To make the lift reproducible, a skill may carry an additive `coact:` block
(ignored by every other tool). When present it wins over policy; when absent
`coact` infers + reports what it guessed.

```yaml
---
name: ux-analyst
description: Analyze a captured UX evidence bundle for usability issues.
coact:
  tools: [Read, Grep, Glob]
  model: sonnet
  memory: project
  returns:
    schema_ref: ov.schemas:UxFindings
  mcp:
    - module: ov.analyzers
      functions: [score_contrast, find_tap_targets]
---
```

## Realization backends

| backend | what "running" means | cost |
|---|---|---|
| `host` (default) | materialize `.claude/agents/*.md` + link skills; the **host agent** (Claude Code) executes | cheapest — no fan-out |
| `sdk` | a `RunnableAgent` backed by the Claude Agent SDK that **satisfies `aw.AgenticStep`** (`execute(input, context) -> (artifact, info)`), so it drops into `aw` workflows | in-process |
| `mcp` | expose a skill's declared Python tools as a FastMCP server (via `py2mcp`) for any MCP client | tool server |
| `litellm` | a `RunnableLLMAgent` (also `aw.AgenticStep`) backed by **LiteLLM** — realize the *same* definition against any provider (OpenAI, Gemini, Mistral, Ollama, …); proof the definition isn't Anthropic-specific | in-process |

```python
agent_step = realize(agent, backend="sdk")          # aw-compatible runnable
artifact, info = agent_step.execute(task, context={})

server = realize(".claude/skills/ux-analyst", backend="mcp")   # FastMCP handle

# same definition, a different provider — map model selectors however you like
llm_step = realize(agent, backend="litellm", model_map={"sonnet": "openai/gpt-4o"})
artifact, info = llm_step.execute(task)             # info["backend"] == "litellm"
```

## Two boundaries to know

- **Topology is out of scope.** A subagent definition can't express graphs,
  conditional edges, or cycles, and subagents can't spawn subagents. `coact`
  emits *definitions + tool/MCP wiring* and stops.
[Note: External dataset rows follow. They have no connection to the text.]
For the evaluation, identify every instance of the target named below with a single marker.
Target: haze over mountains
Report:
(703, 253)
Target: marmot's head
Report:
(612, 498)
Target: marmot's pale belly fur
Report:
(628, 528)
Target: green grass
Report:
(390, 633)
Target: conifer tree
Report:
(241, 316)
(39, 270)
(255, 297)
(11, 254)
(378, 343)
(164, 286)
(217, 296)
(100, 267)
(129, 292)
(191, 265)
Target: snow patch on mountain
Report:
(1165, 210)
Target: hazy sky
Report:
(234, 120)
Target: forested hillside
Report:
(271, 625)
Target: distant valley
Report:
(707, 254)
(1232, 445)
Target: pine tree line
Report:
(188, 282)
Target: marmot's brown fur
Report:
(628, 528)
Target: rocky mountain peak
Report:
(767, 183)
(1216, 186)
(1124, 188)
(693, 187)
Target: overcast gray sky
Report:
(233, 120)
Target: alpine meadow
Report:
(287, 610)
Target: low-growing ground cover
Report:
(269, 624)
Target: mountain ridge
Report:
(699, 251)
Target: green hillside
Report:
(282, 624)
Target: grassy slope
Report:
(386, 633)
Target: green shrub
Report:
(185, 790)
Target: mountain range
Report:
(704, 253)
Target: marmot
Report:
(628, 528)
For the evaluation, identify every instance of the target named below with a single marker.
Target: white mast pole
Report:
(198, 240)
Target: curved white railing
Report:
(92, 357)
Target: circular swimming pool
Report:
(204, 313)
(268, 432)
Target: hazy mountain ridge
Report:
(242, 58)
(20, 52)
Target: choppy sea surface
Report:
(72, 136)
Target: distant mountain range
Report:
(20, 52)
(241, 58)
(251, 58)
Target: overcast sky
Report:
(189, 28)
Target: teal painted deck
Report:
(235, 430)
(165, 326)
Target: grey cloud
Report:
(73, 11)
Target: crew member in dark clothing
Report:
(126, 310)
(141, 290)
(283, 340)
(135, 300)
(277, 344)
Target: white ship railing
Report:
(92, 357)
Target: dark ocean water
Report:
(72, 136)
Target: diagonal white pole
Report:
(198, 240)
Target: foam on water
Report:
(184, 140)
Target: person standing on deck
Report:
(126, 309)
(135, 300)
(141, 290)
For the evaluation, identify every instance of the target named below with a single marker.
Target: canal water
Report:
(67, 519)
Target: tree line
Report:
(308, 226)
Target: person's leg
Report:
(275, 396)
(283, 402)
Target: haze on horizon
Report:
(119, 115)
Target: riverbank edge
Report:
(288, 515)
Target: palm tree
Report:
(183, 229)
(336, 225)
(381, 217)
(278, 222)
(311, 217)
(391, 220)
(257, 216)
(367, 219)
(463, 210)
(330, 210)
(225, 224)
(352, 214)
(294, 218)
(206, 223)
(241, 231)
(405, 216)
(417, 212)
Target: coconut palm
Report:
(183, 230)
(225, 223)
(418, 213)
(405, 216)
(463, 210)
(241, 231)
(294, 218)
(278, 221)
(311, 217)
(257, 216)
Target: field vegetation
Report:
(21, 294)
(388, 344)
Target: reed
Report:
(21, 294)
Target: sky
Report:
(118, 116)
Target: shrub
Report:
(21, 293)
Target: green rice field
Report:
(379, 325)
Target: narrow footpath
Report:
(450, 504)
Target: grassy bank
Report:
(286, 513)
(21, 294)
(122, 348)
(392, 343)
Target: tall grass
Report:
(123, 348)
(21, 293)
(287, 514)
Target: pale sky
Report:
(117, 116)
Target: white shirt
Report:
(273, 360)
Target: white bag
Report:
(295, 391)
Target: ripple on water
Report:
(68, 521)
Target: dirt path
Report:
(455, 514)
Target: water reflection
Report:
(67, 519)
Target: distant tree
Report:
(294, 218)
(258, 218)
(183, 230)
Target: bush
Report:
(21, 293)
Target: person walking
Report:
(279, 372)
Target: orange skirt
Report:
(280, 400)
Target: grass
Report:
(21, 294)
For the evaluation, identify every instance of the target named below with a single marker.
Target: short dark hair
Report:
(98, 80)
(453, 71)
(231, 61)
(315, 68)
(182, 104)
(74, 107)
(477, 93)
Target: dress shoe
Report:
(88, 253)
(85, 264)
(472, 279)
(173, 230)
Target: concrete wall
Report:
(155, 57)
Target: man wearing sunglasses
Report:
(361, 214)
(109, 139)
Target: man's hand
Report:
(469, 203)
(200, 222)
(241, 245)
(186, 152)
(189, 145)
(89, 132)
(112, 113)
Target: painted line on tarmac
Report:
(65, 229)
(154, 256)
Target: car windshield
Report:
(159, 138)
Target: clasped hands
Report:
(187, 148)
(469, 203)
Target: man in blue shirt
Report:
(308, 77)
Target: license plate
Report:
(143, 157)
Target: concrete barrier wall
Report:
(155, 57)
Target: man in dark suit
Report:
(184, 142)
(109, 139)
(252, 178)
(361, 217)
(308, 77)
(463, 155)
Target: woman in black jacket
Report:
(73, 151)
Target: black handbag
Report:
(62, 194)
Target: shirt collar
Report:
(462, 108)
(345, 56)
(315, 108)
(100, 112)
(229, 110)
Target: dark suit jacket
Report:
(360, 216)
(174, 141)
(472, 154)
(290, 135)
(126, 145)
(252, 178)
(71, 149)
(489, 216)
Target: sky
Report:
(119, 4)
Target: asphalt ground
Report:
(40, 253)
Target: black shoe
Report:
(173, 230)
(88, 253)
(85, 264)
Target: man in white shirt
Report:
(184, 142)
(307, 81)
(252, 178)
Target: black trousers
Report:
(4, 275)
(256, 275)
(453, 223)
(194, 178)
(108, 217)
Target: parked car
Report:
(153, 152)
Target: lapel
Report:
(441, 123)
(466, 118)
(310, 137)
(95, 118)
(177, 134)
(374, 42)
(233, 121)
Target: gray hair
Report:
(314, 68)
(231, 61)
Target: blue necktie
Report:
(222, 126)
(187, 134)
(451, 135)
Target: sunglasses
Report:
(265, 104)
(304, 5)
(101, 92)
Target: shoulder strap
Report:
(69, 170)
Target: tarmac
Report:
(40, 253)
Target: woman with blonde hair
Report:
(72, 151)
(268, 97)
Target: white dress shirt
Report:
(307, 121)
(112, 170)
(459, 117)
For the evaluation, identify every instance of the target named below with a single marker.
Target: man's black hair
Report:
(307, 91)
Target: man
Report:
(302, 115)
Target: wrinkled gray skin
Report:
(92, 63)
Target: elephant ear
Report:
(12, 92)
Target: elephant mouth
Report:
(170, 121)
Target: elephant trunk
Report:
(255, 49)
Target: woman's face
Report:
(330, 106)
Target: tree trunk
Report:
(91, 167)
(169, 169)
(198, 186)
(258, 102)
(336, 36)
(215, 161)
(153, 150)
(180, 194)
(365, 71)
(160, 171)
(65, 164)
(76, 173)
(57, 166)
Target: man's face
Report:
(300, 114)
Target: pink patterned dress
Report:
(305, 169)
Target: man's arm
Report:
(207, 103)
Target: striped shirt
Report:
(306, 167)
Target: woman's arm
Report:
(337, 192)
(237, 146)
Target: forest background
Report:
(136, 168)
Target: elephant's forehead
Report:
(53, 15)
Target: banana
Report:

Multi-agent orchestration is
  left to the host's manager or a thin shim you own (against the Agent SDK or
  `aw`'s workflow chaining) — `coact` is not LangGraph.
- **A running fleet is an optimization, not a default.** Multi-agent fan-out
  costs roughly an order of magnitude more tokens, and the premium is worst on
  *interdependent* tasks. So `backend="host"` (one agent runs the skills) is the
  default, and `coact estimate` shows the tradeoff before you spawn a fleet:

  ```python
  from coact import estimate
  print(estimate([agent_a, agent_b]).render())
  ```

  If you do decide to fan out, `scaffold_fleet` emits a **starter** Python shim
  wiring the realized agents under an `aw` coordinator — a sequential hand-off you
  then reshape. It's the one topology-adjacent thing `coact` writes, and only a
  starter: `coact` emits it once and never runs it (the topology stays yours).

  ```python
  from coact import scaffold_fleet
  scaffold_fleet([agent_a, agent_b], dest="fleet.py")   # a runnable starter you own
  ```

## Design notes

- No LLM on any mechanical path; persona drafting is *optional* and injected
  (`complete(skill, llm=...)`), never a hard provider dependency.
- Open-closed registries for emit targets (`claude-agents-md`, `sdk-agent-dict`,
  plus `crewai` / `openai-tools` auto-registered when [`aw`](https://github.com/thorwhalen/aw)
  is installed) and realization backends — register your own without touching core.
- Decisions are recorded in [`misc/docs/DECISIONS.md`](misc/docs/DECISIONS.md);
  the build brief is [`misc/docs/COACT_SPEC.md`](misc/docs/COACT_SPEC.md).